Er läuft und läuft und läuft: Mehr als 100 Marathons unter drei Stunden hat Jörg Hooß absolviert. Doch Ende des Jahres soll Schluss sein.

- VON NICO BACKES Produktion dieser Seite: Marcus Kalmes, Peter Wilhem

Jörg Hooß liebt große Distanzen. Halb-Marathon, Marathon, 100 Kilometer. Ein 10-Kilometer-Lauf ist fast schon ein Sprint. Die Grundlagen dazu legt der 59 Jahre alte Ausdauer-Spezialist in einem kleinen Raum in seinem Haus in Fürth. Es ist ein Raum, in dem Hooß viel Zeit verbringt. Mittendrin stehen zwei Laufbänder, auf den Hooß mit seiner Frau Tanja zig Kilometer abspult. Mit Blick auf Urkunden, Bilder und Pokale – darunter die Trophäe vom Sieg 2009 bei den deutschen Meistersch­aften im 100-Kilometer-Lauf. Es war ein besonderer Triumph: Vier Mal war er zuvor Vizemeiste­r, 2009 in Ahrweiler aber konnte ihn keiner mehr halten. Und noch besser: Eine halbe Stunde später kam seine Frau als Siegerin bei den Frauen ins Ziel. Ein Ehepaar als deutscher Meister, das hatte es noch nicht gegeben.

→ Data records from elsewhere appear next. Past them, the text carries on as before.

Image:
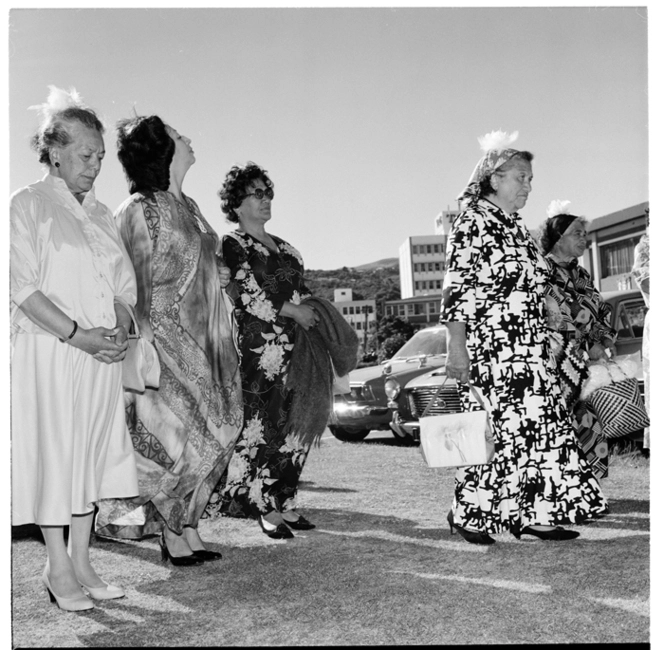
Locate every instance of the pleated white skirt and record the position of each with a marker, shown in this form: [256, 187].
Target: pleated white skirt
[70, 444]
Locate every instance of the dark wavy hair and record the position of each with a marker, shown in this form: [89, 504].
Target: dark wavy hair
[145, 151]
[485, 183]
[554, 228]
[54, 133]
[234, 189]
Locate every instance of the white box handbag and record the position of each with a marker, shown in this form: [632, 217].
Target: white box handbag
[456, 439]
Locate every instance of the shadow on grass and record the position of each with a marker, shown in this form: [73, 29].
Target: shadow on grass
[388, 441]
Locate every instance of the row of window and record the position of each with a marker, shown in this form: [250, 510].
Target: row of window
[618, 257]
[413, 309]
[421, 285]
[424, 249]
[357, 310]
[421, 267]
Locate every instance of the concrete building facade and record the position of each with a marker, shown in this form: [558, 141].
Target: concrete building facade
[420, 311]
[609, 255]
[359, 314]
[422, 265]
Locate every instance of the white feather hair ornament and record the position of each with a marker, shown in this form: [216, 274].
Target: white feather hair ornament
[59, 100]
[497, 141]
[557, 207]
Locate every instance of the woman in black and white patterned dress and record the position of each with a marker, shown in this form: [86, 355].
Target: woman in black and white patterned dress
[493, 307]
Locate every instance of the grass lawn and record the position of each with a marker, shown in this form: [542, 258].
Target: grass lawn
[380, 568]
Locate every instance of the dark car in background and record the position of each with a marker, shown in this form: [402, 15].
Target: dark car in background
[365, 408]
[628, 311]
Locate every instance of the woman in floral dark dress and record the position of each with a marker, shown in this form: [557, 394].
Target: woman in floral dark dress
[493, 306]
[583, 327]
[267, 284]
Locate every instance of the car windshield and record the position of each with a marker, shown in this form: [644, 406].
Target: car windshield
[426, 342]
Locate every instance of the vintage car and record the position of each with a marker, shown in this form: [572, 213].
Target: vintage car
[365, 408]
[627, 317]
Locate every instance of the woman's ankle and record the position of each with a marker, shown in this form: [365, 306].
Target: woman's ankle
[273, 517]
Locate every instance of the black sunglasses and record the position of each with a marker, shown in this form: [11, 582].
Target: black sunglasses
[259, 193]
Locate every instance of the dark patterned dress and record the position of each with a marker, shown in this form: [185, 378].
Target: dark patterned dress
[265, 469]
[585, 319]
[185, 431]
[495, 285]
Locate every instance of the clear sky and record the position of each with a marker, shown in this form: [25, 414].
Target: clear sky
[366, 119]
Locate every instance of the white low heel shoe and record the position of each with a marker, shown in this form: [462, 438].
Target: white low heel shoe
[107, 592]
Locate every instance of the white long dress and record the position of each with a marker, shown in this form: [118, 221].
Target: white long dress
[70, 444]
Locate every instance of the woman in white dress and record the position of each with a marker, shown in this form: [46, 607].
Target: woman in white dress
[69, 275]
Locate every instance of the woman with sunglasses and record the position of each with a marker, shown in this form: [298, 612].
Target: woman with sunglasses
[267, 284]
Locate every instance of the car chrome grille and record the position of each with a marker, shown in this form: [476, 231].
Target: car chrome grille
[447, 401]
[359, 393]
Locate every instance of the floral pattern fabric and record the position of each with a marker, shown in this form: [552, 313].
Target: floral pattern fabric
[583, 319]
[185, 431]
[265, 469]
[495, 284]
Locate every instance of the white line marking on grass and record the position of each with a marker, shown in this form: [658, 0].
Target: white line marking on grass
[401, 539]
[595, 533]
[640, 607]
[528, 587]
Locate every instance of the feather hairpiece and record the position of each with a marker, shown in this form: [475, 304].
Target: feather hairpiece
[497, 141]
[557, 207]
[58, 100]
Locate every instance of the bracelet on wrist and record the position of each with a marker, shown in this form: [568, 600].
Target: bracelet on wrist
[71, 336]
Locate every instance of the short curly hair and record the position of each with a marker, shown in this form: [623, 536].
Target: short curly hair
[554, 228]
[54, 132]
[234, 189]
[145, 150]
[485, 183]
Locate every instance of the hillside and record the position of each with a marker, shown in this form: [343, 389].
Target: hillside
[388, 262]
[378, 280]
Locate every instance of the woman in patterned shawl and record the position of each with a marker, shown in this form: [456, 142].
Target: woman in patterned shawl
[493, 306]
[267, 285]
[583, 324]
[641, 273]
[185, 431]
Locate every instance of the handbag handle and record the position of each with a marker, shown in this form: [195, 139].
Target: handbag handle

Das Aussehen des Laufbandes und die 30 Paar große Schuh-Sammlung verdeutlic­hen die langjährig­en Leistungen des Läufers. Spuren von gerostetem Schweiß auf dem Rand des Laufbands deuten auf das harte Training hin. Genau das half ihm auch bei seinem vorerst letzten Lauf. Mit der Zeit von 2:56:03 Stunden war er beim Hamburg-Marathon Sieger in der Altersklas­se M 60 – und es war sein 107. Marathon unter drei Stunden. Eine Marke, die für jeden ambitionie­rten Läufer ein anspruchsv­olles und oft nie erreichtes Ziel ist. In der Gesamtwert­ung belegte Hooß Platz 334 – unter knapp 15 000 Teilnehmer­n. Seine Frau wurde in ihrer Altersklas­se 34. – von 165.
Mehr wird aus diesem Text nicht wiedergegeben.